In some respects, slavery, indentureship, genocide and deportation are all unfortunate facts of history. Our ancestors who endured them were terribly wronged, but no amount of reparation could reverse history or heal the pain they endured. History is not a place that we can visit and correct wrongs. Most acts of reparation have been symbolic or mere apologies and have no monetary value or compensation aspects. They were done at times when it was the âpolitically correctâ thing to do and probably brought more sympathy to the politicians who made them rather than to those who were wronged. In other words, we are being used yet again.
History is part fact and part story, we are at the mercy of the biases of those who write history and our task is to clearly separate the facts from the stories. Also, we cannot judge acts in history, atrocious though they may be, by the mores, values and legal standards of today. History has to be judged in its proper context. The fact remains that we, the descendants of slaves and indentured labourers, have been given opportunities and many of us have done remarkably well. We have taken our place on the world stage as equals in almost every field of endeavour and that in itself is reparation. We have accomplished self-reparation!
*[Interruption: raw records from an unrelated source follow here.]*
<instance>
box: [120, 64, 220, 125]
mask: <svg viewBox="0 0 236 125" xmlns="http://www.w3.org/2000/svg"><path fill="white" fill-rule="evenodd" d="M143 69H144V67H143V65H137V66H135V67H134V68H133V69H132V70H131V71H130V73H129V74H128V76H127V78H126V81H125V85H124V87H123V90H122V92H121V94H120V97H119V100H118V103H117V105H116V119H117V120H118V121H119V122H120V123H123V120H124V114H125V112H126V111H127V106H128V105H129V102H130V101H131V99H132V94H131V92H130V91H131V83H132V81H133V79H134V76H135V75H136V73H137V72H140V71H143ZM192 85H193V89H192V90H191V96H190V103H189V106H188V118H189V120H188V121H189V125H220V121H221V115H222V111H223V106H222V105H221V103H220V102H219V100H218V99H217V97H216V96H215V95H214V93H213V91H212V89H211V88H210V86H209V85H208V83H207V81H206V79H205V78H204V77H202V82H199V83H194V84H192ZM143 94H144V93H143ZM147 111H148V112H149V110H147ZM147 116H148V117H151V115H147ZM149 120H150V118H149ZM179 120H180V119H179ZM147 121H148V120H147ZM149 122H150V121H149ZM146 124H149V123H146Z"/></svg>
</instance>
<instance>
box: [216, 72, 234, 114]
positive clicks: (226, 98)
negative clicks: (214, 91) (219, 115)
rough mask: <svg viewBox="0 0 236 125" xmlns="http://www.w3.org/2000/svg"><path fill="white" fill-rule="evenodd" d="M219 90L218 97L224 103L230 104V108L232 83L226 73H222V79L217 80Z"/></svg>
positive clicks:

History is full of atrocities and slavery is but one. The feudal system in Britain was slavery of sorts. The numerous wars of history have resulted in homelands and property being lost and people left in exile and as refugees in foreign lands. Even today, there is genocide in Syria and child labour camps in many countries. Many people do not have a homeland. If all these affected peoples were to fight the reparation battles, there will not be enough money to compensate us all. What is the time limitation on these reparation battles? How far in history can we go back with claims for reparation? At some point in time we have to forget the atrocities of history and stop being slaves to the slavery and indentured labourers enigmas. Let us cease putting prices on the heads of our ancestors. But, I believe that we can and should establish strong cases to improve our physical, social and economic infrastructure if only in recognition that the colonies contributed immensely to the economic foundations of Europe during colonial times; and seek justice for the genocide and deportation and exile of our Carib brothers and sisters. I want no part of token apologies for slavery and the Indentureship programs.